Elle peut s’asseoir et réinventer la paix du monde qui s’arrête.
5 septembre 2009
Longtemps , elle n’a pas écrit. Depuis ce moment terrible à Paris, dans sa chambre. Ce regard de lecteur méprisant, un lecteur si important qui d’un revers des yeux a fait éclaté ses certitudes.

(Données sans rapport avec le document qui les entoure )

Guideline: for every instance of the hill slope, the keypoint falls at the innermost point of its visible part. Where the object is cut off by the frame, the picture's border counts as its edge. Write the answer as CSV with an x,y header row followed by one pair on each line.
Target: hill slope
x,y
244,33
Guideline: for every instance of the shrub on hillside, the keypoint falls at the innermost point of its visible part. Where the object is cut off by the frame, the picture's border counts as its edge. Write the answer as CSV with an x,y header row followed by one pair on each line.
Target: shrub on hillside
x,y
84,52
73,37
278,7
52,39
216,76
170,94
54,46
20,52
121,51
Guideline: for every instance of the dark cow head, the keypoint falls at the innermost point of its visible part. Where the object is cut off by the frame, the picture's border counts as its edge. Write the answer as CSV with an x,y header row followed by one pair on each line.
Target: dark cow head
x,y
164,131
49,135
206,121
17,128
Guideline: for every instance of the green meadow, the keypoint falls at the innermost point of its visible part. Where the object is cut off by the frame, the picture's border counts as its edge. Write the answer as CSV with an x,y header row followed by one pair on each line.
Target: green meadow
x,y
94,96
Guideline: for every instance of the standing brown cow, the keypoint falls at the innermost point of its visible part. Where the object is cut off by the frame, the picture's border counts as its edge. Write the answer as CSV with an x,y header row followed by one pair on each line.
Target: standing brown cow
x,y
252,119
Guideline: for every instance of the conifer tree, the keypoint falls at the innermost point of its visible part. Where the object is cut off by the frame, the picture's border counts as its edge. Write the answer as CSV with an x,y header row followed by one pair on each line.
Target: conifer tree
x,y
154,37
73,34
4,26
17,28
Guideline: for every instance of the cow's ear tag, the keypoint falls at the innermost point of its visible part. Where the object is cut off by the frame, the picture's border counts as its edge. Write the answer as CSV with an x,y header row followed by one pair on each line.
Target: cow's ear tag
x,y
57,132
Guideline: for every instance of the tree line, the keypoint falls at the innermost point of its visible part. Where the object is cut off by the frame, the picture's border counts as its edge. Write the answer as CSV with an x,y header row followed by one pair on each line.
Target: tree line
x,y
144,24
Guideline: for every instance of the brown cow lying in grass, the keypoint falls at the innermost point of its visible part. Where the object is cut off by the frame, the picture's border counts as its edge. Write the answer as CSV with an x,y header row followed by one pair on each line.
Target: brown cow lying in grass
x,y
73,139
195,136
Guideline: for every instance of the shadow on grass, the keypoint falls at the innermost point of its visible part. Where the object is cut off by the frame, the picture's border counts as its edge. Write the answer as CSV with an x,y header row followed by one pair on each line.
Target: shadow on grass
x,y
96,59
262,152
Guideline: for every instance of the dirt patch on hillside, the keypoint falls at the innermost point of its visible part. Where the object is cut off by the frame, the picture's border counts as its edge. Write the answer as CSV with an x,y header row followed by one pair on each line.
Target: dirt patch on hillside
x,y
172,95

Elle est devenue muette. Après.
Elle se souvient, elle a essayé pourtant. Sa plume est restée sèche. Elle s’est attardée là, sur sa chaise, à nettoyer son stylo ou regarder ses ongles. A surfer sur des sites futiles.
Sans écrire.
Comment gratter le papier lorsqu’on n’a plus rien à dire, qu’on se sent si vide et inintéressante.
Elle s’ennuie.
Les lignes qui refusent d’exister, les carnets s’entassant dans un carton, dans l’obscurité, les yeux qui se ferment sur des mots à peine formés. Il manque toujours un mot, un souffle.

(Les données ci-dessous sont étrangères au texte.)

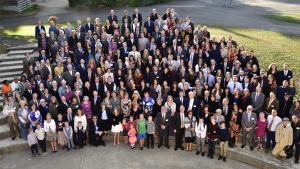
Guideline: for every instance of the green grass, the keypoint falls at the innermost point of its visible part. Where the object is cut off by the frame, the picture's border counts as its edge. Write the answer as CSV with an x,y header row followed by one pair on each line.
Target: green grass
x,y
269,47
292,18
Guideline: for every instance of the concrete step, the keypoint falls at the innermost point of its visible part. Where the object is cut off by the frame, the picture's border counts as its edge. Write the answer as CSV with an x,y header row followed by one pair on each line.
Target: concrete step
x,y
2,119
4,131
8,146
33,46
20,52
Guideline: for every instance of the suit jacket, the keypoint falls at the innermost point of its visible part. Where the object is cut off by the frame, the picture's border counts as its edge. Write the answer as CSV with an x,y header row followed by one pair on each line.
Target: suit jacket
x,y
139,17
246,123
258,103
160,121
195,108
38,31
111,19
87,27
26,64
95,107
269,107
281,77
69,77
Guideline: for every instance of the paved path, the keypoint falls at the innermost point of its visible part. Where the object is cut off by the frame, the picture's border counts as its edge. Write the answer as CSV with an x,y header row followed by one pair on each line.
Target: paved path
x,y
245,13
117,157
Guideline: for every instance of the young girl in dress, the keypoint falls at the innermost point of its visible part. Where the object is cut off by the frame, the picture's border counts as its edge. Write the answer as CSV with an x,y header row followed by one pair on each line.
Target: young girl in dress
x,y
132,136
125,131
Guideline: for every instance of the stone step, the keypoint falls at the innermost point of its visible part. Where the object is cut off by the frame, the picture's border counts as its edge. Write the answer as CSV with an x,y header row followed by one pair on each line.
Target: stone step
x,y
33,46
2,119
4,131
20,52
8,146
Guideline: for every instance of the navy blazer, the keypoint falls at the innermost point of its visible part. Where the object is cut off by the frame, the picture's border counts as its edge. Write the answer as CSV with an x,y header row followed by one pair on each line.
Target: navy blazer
x,y
38,31
87,28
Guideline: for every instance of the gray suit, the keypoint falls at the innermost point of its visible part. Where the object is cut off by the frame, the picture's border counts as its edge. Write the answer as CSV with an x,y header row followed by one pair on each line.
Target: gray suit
x,y
258,102
248,123
143,44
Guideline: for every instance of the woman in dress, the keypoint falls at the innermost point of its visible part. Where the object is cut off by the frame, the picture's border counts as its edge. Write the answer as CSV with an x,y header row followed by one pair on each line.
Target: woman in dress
x,y
189,133
126,106
80,117
23,112
155,90
116,127
34,117
260,131
61,138
86,108
50,129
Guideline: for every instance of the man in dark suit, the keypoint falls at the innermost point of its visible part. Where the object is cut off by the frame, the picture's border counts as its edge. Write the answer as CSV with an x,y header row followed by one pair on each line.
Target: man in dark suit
x,y
249,120
43,56
163,121
179,127
149,25
95,132
89,26
180,101
193,104
69,75
226,111
137,15
27,61
38,29
284,74
95,101
112,17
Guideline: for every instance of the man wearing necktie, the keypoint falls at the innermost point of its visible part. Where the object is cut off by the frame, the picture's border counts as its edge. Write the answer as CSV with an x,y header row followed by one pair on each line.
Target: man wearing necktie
x,y
249,120
179,127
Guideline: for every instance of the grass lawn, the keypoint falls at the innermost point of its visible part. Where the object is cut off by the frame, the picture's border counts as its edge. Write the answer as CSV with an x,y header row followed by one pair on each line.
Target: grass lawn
x,y
269,47
292,18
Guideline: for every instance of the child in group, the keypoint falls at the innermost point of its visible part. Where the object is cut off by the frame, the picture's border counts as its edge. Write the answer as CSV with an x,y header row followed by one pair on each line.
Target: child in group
x,y
32,142
141,128
80,135
150,131
132,136
200,130
125,131
223,133
69,135
40,134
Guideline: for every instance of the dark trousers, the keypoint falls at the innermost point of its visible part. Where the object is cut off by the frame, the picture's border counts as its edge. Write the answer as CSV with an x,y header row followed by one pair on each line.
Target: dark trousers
x,y
150,136
93,140
178,137
270,137
163,135
34,148
42,144
211,146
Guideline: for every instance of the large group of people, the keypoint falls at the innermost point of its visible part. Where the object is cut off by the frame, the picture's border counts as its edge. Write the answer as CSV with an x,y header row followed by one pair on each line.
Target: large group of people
x,y
159,77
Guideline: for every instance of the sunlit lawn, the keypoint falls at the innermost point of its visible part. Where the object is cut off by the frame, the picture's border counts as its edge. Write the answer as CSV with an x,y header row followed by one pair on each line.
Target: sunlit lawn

Elle se souvient qu’au départ, elle a fuit. Emmitouflée, insensible. C’était vital, de quitter cette capitale où son inconscience et sa naïveté gisaient au cimetière. Elle ne voulait pas se souvenir, alors. Se retourner et se regarder au passé, faire front et assumer sa part d’erreur.
Non. Alors elle a attendu. Elle a attendu jusqu’à ce que d’autres souvenirs s’empilent et masquent sa blessure mal fermée qui lançait sa fierté et son talent. (En convalescence, tout ressemble à du coton.)
Un jour elle s’est levée et a redécouvert qu’elle vivait. En équilibre fragile, elle a pris son crayon et écrit. Le soir. Une vieille lampe lui venant de sa grand-mère propage quelques rayon jaunes. Le reste n’existe pas, le reste est confiné à l’obscurité et l’oubli, et c’est parce que ce reste a disparu qu’elle peut s’asseoir et réinventer la paix du monde qui s’arrête.
Les première minutes sont toujours très lente, maintenant encore. L’oxygène interminable qu’elle savoure enfin. Sa poitrine oppressée réapprend à respirer et s’ouvre. Les yeux fermés, elle écoute l’air apprivoiser ses poumons. Il lui faut refaire connaissance avec le stylo qu’elle avait trouvé sous un meuble au café, ses mains redécouvrent son poids et sa texture, le joie de tenir un objet si modeste et si vital.